A secession clause might also moderate the centralizing zeal which many federal
governments might sometimes experience. A government that knows that provisions exist within its constitution to permit minority nations to go their own way
will be less tempted to ride roughshod over the collective rights of minority nations
than it would be if it felt it could do so with impunity.
What of the moral case for a secession clause? I think that such a case can be
made out, and that its conclusions dovetail with the pragmatic argument I have just
sketched. Consider a revised Rawlsian "original position", one in which participants
know that they represent members of national groups within a multination state,
but do not know whether they belong to the majority national group or to one or
another of the minority nations. They are asked to define terms to govern the relations of these national groups within the broader multination state.
Making the same kinds of assumptions about risk-averseness which Rawls made
famous in his argument", I hold that representatives of national groups placed
behind a "national veil of ignorance" would want to avoid two extremes: they will
not want to make secession too easy, as this might lead to foregoing the advantages
of cooperation; but they will not want to make it impossible, as they will want to
ensure that they will be able to escape the state if they end up being members of
a minority particularly hard done by. Thus, they will want to institutionalize a right
to secede, but they will want procedural hurdles to be insisted upon. Such hurdles
(e.g., mandatory waiting periods between referendums, mandatory waiting periods
between referendum calls and the actual vote in order to preclude secessions occurring on the basis of sudden, isolated spikes in public opinion, etc.) are precisely
those which the pragmatic argument I sketched above would tend to militate for.

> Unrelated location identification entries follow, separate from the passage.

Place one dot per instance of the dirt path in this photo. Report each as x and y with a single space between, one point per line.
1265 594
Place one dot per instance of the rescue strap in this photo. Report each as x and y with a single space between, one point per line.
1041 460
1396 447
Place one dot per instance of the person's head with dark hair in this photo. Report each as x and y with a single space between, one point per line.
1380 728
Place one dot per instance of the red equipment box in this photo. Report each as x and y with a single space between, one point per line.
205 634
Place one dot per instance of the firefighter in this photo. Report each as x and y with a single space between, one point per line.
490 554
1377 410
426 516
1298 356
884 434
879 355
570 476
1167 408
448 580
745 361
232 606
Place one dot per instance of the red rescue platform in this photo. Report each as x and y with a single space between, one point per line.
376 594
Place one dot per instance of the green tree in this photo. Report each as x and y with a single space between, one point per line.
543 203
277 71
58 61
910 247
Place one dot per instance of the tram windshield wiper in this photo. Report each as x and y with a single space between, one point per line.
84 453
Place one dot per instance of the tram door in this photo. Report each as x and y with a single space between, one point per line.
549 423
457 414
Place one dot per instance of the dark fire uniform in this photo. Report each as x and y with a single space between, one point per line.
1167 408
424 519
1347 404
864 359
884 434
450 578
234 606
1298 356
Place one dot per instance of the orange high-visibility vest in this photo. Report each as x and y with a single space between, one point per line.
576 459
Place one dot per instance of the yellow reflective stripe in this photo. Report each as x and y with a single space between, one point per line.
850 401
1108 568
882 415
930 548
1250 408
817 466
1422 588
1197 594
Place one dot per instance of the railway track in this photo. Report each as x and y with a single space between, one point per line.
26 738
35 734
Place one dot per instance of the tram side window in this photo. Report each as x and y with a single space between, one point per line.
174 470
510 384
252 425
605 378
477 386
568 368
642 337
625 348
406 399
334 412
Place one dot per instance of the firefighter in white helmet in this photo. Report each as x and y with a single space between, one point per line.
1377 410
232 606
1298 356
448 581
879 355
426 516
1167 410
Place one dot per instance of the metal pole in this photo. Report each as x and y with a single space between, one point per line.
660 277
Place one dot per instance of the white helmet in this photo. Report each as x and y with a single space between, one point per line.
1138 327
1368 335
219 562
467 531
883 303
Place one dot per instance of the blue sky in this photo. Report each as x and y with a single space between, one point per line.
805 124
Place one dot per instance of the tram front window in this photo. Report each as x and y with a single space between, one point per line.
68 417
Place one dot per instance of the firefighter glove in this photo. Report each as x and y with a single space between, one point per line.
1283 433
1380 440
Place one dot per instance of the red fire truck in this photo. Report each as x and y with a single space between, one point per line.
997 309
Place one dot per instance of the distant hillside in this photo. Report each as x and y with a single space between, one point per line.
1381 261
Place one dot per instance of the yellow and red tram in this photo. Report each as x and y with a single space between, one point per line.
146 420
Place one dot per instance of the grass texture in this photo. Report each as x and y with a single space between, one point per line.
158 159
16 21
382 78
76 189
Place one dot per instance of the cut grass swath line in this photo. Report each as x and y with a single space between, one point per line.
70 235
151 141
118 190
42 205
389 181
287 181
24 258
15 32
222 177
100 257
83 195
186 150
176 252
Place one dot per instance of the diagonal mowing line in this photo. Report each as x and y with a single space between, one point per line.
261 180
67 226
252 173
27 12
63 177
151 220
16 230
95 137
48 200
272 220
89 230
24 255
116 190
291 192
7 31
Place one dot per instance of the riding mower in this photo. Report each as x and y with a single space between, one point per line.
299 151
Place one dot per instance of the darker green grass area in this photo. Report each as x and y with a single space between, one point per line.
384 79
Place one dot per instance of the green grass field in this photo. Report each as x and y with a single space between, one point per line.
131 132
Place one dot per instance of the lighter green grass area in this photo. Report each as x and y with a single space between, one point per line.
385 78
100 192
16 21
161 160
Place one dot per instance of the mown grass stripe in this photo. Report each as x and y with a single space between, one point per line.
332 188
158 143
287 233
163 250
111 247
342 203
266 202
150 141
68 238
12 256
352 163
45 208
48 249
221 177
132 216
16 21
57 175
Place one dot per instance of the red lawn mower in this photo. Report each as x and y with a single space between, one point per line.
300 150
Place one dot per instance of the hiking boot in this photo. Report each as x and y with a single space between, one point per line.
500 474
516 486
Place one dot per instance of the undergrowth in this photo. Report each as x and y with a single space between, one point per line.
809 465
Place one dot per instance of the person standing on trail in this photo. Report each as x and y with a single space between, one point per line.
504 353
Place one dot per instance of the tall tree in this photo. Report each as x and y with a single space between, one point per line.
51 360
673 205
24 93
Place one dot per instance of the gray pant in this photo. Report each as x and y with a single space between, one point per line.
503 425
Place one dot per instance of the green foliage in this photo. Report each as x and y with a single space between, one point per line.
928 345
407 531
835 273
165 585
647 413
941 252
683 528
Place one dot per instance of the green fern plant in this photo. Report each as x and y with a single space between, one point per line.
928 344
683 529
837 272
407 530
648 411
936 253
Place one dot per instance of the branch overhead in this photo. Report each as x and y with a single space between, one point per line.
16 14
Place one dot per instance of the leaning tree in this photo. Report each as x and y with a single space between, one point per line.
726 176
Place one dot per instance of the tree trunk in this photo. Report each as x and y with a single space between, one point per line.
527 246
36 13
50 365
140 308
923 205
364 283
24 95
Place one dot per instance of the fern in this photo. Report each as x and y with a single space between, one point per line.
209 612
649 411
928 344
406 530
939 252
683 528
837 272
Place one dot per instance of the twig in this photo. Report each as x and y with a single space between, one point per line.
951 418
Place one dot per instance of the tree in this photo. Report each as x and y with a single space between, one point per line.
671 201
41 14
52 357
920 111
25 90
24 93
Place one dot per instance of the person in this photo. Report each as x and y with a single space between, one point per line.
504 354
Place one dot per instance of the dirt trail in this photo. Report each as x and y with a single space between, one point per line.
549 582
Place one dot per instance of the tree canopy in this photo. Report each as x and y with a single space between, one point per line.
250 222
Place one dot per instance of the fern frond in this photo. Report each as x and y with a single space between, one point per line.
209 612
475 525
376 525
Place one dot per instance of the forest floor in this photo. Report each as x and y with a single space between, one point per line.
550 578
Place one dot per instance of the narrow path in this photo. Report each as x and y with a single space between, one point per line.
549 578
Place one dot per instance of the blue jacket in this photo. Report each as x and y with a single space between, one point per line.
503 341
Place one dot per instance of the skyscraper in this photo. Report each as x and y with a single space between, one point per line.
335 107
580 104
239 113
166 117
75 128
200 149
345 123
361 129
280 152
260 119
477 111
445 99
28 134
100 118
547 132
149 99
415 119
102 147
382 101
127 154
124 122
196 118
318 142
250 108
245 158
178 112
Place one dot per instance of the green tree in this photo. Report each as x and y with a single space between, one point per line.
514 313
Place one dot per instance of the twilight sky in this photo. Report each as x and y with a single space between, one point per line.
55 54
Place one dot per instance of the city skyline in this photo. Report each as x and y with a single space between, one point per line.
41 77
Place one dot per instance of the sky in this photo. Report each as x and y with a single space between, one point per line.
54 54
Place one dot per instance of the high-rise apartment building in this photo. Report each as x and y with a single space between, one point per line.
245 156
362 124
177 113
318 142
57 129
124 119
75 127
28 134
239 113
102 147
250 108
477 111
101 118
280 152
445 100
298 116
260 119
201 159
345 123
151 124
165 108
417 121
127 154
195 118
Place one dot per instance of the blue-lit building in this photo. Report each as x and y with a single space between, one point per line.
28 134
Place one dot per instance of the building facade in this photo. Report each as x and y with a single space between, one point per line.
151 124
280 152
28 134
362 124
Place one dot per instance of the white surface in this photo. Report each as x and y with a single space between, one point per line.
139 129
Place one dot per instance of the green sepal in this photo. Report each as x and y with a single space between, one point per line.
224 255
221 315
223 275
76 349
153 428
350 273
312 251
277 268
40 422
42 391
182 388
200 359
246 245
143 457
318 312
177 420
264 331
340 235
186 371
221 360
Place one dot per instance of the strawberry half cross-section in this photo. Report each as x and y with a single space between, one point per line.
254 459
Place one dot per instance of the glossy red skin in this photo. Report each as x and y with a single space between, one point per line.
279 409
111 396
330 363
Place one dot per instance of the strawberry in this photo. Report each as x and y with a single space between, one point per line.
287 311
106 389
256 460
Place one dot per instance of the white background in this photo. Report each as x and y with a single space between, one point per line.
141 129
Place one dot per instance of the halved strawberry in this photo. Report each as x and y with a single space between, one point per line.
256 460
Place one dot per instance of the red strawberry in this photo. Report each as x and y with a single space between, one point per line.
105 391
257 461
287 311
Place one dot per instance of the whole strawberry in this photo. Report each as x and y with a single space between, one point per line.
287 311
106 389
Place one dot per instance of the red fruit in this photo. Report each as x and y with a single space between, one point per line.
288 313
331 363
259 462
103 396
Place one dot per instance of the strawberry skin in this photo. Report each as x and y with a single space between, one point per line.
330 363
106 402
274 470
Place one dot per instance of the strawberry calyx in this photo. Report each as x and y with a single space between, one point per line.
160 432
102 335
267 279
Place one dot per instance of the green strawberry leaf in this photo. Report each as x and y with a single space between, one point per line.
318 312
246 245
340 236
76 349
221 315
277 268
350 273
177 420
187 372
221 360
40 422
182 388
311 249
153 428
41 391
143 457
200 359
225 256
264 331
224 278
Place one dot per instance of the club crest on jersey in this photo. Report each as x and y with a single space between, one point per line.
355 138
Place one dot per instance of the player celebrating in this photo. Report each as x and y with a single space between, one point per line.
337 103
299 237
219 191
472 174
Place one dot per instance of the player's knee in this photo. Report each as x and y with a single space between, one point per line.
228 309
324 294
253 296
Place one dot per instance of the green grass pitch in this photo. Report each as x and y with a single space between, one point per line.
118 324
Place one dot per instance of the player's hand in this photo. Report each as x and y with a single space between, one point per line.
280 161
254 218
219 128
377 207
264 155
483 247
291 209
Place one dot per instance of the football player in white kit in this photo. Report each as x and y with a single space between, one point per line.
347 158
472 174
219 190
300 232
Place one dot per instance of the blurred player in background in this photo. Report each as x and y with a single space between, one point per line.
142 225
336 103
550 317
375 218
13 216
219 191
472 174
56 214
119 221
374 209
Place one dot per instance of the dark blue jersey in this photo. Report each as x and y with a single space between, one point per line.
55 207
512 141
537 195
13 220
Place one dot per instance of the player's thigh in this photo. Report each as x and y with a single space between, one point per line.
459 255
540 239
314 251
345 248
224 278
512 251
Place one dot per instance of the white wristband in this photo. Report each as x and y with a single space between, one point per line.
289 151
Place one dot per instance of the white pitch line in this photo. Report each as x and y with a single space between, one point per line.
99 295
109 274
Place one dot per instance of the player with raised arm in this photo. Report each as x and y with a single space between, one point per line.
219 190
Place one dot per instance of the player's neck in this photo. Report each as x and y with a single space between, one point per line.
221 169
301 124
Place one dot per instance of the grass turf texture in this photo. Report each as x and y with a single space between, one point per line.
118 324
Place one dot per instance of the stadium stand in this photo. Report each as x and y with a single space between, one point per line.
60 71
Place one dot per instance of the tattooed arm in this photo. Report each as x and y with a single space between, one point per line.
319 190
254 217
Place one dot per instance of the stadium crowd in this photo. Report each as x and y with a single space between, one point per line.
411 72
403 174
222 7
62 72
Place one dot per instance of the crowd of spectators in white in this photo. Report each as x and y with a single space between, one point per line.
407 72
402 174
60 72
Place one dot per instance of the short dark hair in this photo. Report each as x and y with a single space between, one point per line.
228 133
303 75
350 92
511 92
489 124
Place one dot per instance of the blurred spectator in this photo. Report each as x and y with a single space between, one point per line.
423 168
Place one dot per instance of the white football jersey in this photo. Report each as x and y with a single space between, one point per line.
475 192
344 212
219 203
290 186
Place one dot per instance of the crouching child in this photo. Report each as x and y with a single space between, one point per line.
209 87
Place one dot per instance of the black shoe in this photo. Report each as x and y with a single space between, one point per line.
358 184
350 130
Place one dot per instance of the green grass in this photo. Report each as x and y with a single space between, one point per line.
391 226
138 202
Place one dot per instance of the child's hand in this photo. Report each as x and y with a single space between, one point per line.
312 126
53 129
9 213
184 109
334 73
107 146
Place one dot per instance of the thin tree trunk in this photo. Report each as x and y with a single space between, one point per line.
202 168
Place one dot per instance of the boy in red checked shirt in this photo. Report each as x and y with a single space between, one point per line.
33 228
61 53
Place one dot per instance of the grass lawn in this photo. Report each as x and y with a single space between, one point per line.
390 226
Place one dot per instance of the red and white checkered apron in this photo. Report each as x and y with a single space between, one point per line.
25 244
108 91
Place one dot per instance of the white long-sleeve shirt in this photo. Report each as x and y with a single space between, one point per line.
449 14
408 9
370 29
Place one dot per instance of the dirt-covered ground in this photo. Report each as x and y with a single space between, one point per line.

Thus I think there is both a moral and a pragmatic case to make the recognition
of secessions both by the larger state and by the international community dependent
not upon the secessionist claims being able to meet the standards spelled out by
a substantive theory, but rather upon a suitably constrained procedure. Such a procedure might very well help to eradicate the deleterious effects of much unregulated
secessionist politics in the world today. What's more, such a procedure might actually be the fairest way to regulate the secessionist aspirations and claims which
have become such a troubling feature of the world-stage.
13. See John Rawls, A Theory of Justice (Cambridge, MA: Belknap Press, 1971) at 142-61.